This the final part of the four-part series of articles by the Garden City Police Department addressing back to school safety issues. In the previous three articles we addressed safe driving practices, school bus safety and pedestrian/bicyclist safety. This week’s article will cover stranger danger. Parents, grandparents, guardians and teachers are encouraged to use this article to help teach their children about stranger danger.
It is very important to explain to children that strangers can look like normal people, not monsters. A stranger is someone that you don’t know very well or don’t know at all.
Experts recommend that parents or guardians role play with their children about just how someone might approach them, such as offering candy, asking for help or asking if they’d like to come and meet their new puppy. You should teach your child to give a firm “no” and to walk away. When you role play with your children, keep it matter-of-fact and calm so as to not overly frighten them. Part of protecting children is not just pointing out dangers, but also teaching confidence. This will help them to make good decisions in bad situations.

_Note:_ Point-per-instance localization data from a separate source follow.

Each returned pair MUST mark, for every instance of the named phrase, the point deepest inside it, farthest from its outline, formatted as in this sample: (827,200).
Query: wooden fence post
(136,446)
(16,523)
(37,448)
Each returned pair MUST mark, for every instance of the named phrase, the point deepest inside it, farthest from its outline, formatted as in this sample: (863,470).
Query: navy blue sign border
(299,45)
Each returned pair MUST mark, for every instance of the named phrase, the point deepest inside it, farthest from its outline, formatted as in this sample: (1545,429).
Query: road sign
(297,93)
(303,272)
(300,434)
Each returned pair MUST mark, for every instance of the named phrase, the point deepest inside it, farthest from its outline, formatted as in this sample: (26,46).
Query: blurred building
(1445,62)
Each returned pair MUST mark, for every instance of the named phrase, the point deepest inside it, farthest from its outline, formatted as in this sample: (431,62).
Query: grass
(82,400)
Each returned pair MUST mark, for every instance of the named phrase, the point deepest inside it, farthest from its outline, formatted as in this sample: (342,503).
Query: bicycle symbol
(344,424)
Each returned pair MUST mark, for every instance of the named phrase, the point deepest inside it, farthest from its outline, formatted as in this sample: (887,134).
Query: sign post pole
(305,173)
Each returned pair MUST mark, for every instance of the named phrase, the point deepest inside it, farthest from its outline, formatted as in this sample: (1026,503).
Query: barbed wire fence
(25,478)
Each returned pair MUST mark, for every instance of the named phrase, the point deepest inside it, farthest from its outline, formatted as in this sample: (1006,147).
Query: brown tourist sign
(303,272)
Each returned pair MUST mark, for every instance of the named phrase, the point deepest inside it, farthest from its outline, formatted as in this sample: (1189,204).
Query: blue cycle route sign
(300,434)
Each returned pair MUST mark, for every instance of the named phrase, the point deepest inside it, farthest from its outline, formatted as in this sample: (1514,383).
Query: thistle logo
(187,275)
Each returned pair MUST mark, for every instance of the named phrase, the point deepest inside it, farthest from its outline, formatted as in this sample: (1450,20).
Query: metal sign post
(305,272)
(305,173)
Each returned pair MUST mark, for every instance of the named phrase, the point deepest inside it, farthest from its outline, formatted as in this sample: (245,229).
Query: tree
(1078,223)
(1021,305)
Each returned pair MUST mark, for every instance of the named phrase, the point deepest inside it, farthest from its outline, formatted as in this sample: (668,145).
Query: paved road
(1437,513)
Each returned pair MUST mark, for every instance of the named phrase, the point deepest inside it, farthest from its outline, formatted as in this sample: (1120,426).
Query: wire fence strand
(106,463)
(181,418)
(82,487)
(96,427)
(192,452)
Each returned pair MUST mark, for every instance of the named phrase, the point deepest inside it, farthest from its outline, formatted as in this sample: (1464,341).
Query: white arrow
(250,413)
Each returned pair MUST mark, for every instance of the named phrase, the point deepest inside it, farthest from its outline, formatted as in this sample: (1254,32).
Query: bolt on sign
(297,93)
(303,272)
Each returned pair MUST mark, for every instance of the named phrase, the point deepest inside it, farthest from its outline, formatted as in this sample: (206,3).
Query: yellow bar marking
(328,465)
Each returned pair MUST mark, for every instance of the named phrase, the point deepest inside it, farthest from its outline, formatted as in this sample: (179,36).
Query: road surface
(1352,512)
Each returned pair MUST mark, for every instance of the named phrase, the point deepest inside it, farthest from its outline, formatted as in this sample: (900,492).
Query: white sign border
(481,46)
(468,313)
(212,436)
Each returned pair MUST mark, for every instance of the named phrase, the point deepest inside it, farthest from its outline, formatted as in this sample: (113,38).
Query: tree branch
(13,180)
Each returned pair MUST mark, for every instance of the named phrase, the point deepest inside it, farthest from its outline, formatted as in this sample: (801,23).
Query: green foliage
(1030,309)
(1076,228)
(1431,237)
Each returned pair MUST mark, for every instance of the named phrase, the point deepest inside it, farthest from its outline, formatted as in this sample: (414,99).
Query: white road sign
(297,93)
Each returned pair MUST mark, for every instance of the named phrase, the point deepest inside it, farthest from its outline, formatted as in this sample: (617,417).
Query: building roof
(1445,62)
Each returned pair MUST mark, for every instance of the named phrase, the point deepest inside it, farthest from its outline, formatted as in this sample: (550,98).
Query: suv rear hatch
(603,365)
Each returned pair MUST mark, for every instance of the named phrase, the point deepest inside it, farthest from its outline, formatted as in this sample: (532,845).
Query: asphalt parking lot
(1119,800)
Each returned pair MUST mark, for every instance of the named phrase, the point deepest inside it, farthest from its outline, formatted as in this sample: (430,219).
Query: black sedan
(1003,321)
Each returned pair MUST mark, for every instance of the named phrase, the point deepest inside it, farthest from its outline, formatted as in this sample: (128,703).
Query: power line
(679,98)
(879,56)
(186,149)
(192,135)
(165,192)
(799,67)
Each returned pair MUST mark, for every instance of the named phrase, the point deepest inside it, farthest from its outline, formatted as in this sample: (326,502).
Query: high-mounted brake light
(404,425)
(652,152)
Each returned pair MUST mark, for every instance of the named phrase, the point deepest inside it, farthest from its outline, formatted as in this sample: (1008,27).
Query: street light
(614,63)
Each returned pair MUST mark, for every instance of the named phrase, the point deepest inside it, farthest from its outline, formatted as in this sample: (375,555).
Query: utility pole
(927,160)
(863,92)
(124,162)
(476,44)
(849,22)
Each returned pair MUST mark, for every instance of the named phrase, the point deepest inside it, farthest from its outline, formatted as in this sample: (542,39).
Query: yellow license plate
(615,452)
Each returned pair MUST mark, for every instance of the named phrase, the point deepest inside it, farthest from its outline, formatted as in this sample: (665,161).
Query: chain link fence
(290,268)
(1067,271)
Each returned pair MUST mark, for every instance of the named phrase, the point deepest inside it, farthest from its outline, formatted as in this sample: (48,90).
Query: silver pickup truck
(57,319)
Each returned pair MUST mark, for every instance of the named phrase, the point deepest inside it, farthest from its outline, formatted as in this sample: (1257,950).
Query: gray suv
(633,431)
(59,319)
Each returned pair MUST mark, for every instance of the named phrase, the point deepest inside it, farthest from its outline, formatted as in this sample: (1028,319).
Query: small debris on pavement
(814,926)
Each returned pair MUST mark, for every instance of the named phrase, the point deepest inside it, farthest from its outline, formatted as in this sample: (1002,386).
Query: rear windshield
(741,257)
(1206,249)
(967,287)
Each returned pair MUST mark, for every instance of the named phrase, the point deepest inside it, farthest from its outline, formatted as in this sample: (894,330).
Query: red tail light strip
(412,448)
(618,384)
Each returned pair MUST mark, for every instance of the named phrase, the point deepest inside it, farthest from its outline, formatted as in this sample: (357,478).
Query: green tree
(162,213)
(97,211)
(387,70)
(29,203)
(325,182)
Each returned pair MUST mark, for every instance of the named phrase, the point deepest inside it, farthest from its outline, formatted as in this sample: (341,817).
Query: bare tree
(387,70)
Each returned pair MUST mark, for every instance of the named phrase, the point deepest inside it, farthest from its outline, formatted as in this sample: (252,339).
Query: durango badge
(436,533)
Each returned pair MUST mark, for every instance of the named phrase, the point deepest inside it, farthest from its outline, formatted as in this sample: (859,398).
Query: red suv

Teach your children to trust their own instincts. They should trust that feeling in their gut that tells them if something is safe or not. You can describe it as the feeling in your tummy that gives you butterflies if something isn’t right.
Never approach a vehicle of someone asking directions; adults don’t need directions from children.
There is safety in numbers. Whenever possible don’t walk alone.
Carry your cell phone for use in emergencies.
Never accept rides from strangers.
Parents: develop a secret password that only your family knows. Tell your kids that they should never go with anyone unless they know the secret password. Make sure to tell your children that they should never share this secret password with anyone.
If you think you are being followed go to the nearest business or residence for help.
If you are being harassed by occupants of a vehicle, you should turn around and walk in the opposite direction. The driver will have to turn around or back up to follow you.
When you are approaching your home, have your door key ready so you can enter your house without delay.
Teach your children that if someone attempts to take them and grabs them, they should fall to the ground and start screaming and kicking, bite if necessary and do anything it takes. They should make as much noise as possible and create as much diversion as possible so that they draw the attention of other people who may be in the area.
If you think something is out of the ordinary, report it to the police as soon as possible. Don’t wait until it’s too late. Information that the police need is:
- Vehicle license plate number, make/model and color.
- Gender, race, approximate age, weight and height of subject.
- Subject’s clothing description.
- Length and color of subject’s hair; any unusual marks, scars, tattoos, jewelry, hat, glasses etc.
- Last direction of travel of subject, either on foot or traveling by vehicle.
Strangers often use the internet to prey on their victims. Home computers should be kept in a busy area of the house.
Children should never:
- Give out their name, address, phone number or school name.
- Arrange a face-to-face meeting with anyone they meet online.
- Go into chat rooms unless their parents say it’s okay.
- Open emails from someone they don’t know.
- Go to links they don’t recognize.
Children should always tell an adult if they see something on the internet that makes them feel uncomfortable.
The Garden City Police Department encourages everyone to take advantage of these safety tips and the others covered in the previous three articles. If you missed any of the previous articles, you can stop by the Garden City Police Department to pick up copies. The police department wishes everyone a safe and healthy school year.